Mining groups Anglo American Plc and Rio Tinto are wary about when hard-hit commodity markets might recover, but are confident about the long-term health of the sector, they said on Tuesday.
Rival Xstrata, which along with its rivals gave presentations at Merrill Lynch's mining conference in Barcelona, said early signs pointed to China driving a rebound in commodities demand, but did not say when recovery might take hold.
Anglo Chief Executive Cynthia Carroll said there was scant signs of an early rebound in demand.
"Demand is likely to remain weak in the near term and timing for recovery remains uncertain," said a presentation on Anglo's website for Carroll's speech at the conference, to which media were not invited.
A chart showed demand for copper was expected to fall 7 percent this year, iron ore by 8 percent and platinum by 9 percent. At the same time, Chinese steel inventories have shot up by 56 percent, another graph showed.

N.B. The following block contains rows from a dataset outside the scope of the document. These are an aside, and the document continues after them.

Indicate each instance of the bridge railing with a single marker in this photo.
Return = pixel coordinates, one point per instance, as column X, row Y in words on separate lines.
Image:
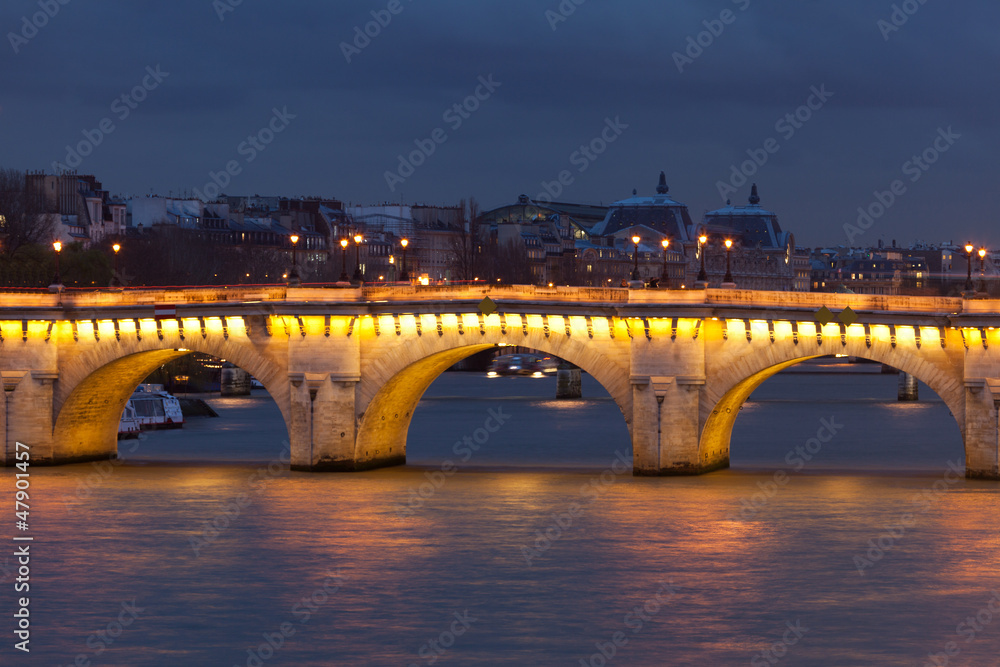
column 109, row 298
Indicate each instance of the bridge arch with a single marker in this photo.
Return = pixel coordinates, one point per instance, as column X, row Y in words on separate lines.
column 736, row 380
column 92, row 389
column 394, row 381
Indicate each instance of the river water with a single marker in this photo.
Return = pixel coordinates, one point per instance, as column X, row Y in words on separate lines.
column 537, row 551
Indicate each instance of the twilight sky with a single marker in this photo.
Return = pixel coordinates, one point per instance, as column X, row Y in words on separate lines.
column 558, row 75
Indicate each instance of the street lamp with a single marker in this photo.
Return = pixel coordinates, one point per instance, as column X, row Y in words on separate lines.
column 702, row 276
column 729, row 273
column 635, row 257
column 293, row 275
column 57, row 282
column 665, row 278
column 982, row 269
column 115, row 280
column 357, row 257
column 343, row 260
column 405, row 275
column 968, row 280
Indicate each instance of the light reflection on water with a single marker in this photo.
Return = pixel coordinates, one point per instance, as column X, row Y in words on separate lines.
column 404, row 576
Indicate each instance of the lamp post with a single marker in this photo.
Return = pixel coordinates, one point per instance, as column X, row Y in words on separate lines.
column 968, row 280
column 635, row 257
column 56, row 285
column 115, row 280
column 343, row 260
column 405, row 275
column 665, row 278
column 702, row 276
column 729, row 273
column 982, row 269
column 293, row 275
column 357, row 257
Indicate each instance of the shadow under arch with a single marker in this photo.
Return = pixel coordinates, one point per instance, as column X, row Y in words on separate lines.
column 86, row 425
column 384, row 425
column 718, row 429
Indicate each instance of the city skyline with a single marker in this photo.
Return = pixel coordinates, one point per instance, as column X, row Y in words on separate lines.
column 825, row 108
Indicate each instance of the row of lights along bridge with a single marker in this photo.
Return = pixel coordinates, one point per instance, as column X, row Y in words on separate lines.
column 702, row 276
column 293, row 274
column 294, row 279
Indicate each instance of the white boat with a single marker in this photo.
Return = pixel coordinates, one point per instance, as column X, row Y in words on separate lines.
column 128, row 425
column 155, row 408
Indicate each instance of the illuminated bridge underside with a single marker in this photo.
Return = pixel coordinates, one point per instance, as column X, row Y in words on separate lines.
column 347, row 367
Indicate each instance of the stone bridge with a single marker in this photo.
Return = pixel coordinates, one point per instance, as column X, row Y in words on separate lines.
column 347, row 367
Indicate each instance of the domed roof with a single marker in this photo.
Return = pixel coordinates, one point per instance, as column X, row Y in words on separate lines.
column 754, row 225
column 659, row 212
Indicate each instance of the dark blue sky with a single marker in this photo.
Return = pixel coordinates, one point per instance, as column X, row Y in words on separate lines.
column 892, row 91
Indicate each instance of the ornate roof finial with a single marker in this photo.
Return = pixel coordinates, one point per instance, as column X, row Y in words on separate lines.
column 662, row 188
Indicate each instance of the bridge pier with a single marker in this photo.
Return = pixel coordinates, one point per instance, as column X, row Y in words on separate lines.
column 323, row 435
column 982, row 429
column 26, row 417
column 665, row 429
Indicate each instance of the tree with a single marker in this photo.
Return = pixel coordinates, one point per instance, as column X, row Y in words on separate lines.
column 23, row 219
column 467, row 244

Rio CEO Tom Albanese told the conference that the outlook remained uncertain despite some signs of recovery.
WORST OVER FOR CHINA
"For China the worst may be over, but downside risks remain," a Rio presentation said, referring to signs of improvement in most recent Chinese data.
"The long-term story remains intact. Urbanisation in developing countries will not be derailed by the current downturn," Albanese's presentation added.
Xstrata's CEO Mick Davis also held up China as a positive sign, pointing out that the speed of recovery in emerging so-called BRIC (Brazil, Russia, India and China) nations would be different than for OECD countries.
"Key Chinese growth drivers of domestic consumption and fixed asset investment remains resilient," the presentation said.
The "stronger for longer" thesis -- which argued that resilient demand emerging nations would keep metals prices above long-term historic levels -- was still intact, he added.